Mineurs illégaux travaillant sur un site d'extraction d'or à Betare Oya, Cameroun
Enquête exclusive

Comment l’or camerounais alimente les réseaux criminels vers Dubaï

Les régions de l’Est et de l’Adamaoua sont devenues des zones de non-droit où l’extraction d’or échappe à tout contrôle. Les réseaux criminels, protégés par des complicités locales, exportent des tonnes de métal précieux vers Dubaï. Une plongée au cœur d’un système qui prive l’État camerounais de milliards chaque année.

Des sites miniers illégaux en expansion

Dans les zones reculées du Cameroun, des creuseurs s’affairent jour et nuit sur des sites miniers clandestins. Ces exploitations artisanales, souvent dangereuses, échappent à toute régulation. Les autorités camerounaises tentent d’intervenir, mais la tâche est immense : des milliers de points d’extraction illégaux parsèment ces régions, rendant toute surveillance impossible.

Les méthodes employées par les mineurs sont rudimentaires, voire archaïques. L’absence de techniques modernes et de mesures de sécurité expose les travailleurs à des risques majeurs. Pourtant, ces sites génèrent des revenus colossaux, bien au-delà des frontières camerounaises.

Un trafic organisé en direction de Dubaï

Les réseaux criminels ne se contentent pas d’exploiter les sites : ils orchestrent un trafic d’or à grande échelle. Une fois extrait, le métal précieux est acheminé vers Dubaï, plaque tournante du marché international de l’or. Les intermédiaires locaux, souvent protégés par des personnalités influentes, facilitent ces transferts illicites.

Les chiffres parlent d’eux-mêmes : des centaines de millions de dollars quittent chaque année le Cameroun vers les Émirats arabes unis. Ce flux financier illégal prive l’État de ressources essentielles pour financer des projets sociaux ou économiques.

Des complicités locales à tous les niveaux

La réussite de ce trafic repose sur un réseau de complicités. Des fonctionnaires corrompus, des responsables locaux et même des membres des forces de l’ordre ferment les yeux en échange de pots-de-vin. Ces alliances permettent aux réseaux criminels de fonctionner en toute impunité.

Les tentatives de l’État camerounais pour endiguer ce fléau restent vaines. Les arrestations sont rares, et les condamnations encore plus. Les réseaux se réorganisent rapidement, adaptant leurs méthodes pour contourner les contrôles.

Les conséquences économiques et sociales

Ce trafic d’or illégal a des répercussions désastreuses sur l’économie camerounaise. Les milliards qui quittent le pays privent les caisses de l’État de ressources vitales. Les infrastructures restent sous-financées, et les populations locales ne bénéficient pas des retombées de cette manne financière.

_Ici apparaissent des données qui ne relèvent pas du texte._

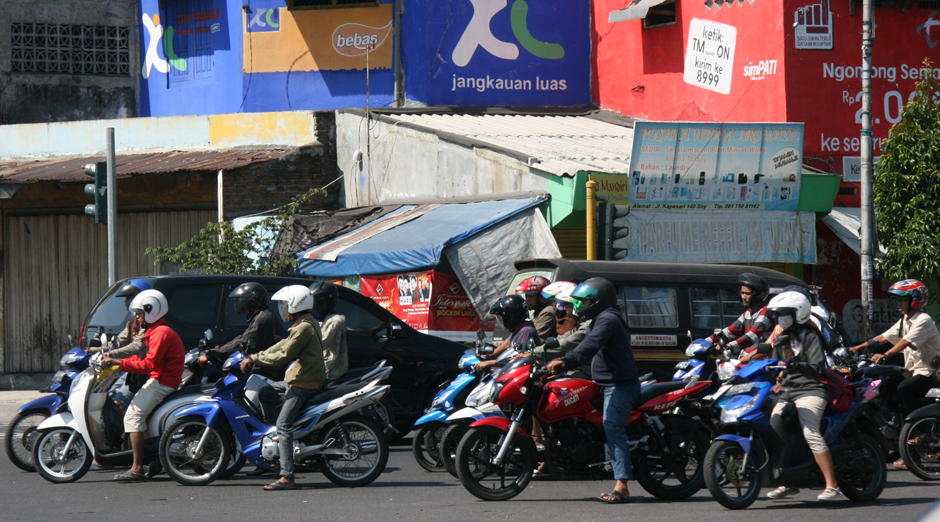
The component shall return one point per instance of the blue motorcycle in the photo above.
(749, 455)
(330, 433)
(21, 435)
(432, 425)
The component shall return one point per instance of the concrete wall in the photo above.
(398, 163)
(36, 97)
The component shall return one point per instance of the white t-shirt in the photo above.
(922, 333)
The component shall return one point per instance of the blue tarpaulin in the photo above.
(412, 245)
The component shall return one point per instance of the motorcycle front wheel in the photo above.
(365, 451)
(58, 461)
(179, 457)
(21, 437)
(861, 470)
(920, 447)
(489, 481)
(671, 468)
(731, 475)
(424, 446)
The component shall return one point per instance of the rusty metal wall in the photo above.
(55, 269)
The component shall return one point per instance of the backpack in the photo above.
(841, 392)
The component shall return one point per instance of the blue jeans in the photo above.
(618, 401)
(294, 401)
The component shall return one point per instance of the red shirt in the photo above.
(165, 356)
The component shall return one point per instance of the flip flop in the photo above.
(277, 485)
(615, 497)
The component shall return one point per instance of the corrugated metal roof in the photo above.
(563, 145)
(72, 169)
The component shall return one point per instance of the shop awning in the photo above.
(847, 224)
(635, 11)
(411, 238)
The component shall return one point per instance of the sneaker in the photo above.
(830, 494)
(782, 492)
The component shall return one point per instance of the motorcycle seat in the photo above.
(332, 393)
(656, 389)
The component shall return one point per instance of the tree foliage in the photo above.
(907, 187)
(220, 249)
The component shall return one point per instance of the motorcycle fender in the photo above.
(501, 423)
(60, 420)
(744, 442)
(931, 410)
(48, 403)
(434, 416)
(211, 411)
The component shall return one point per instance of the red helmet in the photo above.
(533, 284)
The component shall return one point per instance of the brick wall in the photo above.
(265, 186)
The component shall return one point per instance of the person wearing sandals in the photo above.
(303, 379)
(607, 346)
(805, 359)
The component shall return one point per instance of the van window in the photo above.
(522, 276)
(650, 307)
(194, 304)
(714, 308)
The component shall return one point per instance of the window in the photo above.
(660, 15)
(70, 49)
(650, 307)
(194, 304)
(328, 4)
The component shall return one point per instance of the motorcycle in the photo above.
(497, 456)
(21, 434)
(350, 448)
(750, 455)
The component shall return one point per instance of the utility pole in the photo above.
(866, 206)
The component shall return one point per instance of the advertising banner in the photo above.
(722, 237)
(714, 166)
(431, 302)
(499, 52)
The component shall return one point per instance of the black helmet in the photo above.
(600, 291)
(511, 310)
(756, 283)
(132, 287)
(249, 297)
(324, 296)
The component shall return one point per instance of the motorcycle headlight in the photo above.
(731, 414)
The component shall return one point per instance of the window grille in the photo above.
(70, 49)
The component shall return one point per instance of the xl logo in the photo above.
(478, 34)
(926, 28)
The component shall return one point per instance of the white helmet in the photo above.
(150, 303)
(292, 300)
(791, 303)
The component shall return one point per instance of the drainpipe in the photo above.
(396, 51)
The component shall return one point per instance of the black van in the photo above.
(667, 304)
(199, 302)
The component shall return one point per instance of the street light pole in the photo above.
(866, 170)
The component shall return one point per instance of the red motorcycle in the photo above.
(497, 456)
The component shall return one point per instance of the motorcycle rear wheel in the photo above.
(861, 470)
(51, 462)
(920, 447)
(481, 477)
(424, 446)
(21, 437)
(731, 475)
(178, 445)
(367, 451)
(675, 474)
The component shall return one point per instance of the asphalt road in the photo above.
(406, 492)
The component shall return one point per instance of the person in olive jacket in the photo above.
(302, 380)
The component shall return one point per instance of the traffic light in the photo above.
(613, 230)
(98, 190)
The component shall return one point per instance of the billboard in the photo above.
(498, 52)
(716, 166)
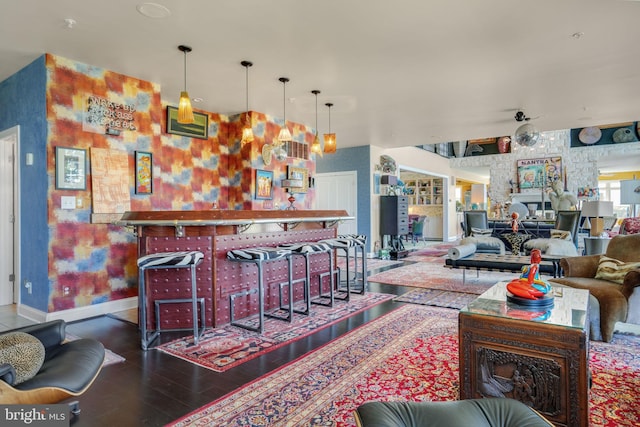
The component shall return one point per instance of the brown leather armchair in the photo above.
(618, 303)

Sur le plan social, les conditions de travail dans les mines clandestines sont souvent inhumaines. Les mineurs, exploités sans protection, risquent leur vie pour des salaires de misère. La dégradation des conditions de vie dans ces régions aggrave les tensions et favorise l’émergence de groupes armés.

Que faire pour endiguer ce fléau ?

Face à l’ampleur du phénomène, des voix s’élèvent pour réclamer une action urgente. Renforcer les contrôles aux frontières, améliorer la traçabilité de l’or et sanctionner les complices locaux sont des pistes envisagées. Cependant, sans une volonté politique forte et une coopération internationale accrue, ces mesures risquent de rester lettre morte.

L’enjeu est de taille : sauver l’or camerounais de l’exploitation criminelle et redonner à l’État les moyens de ses ambitions.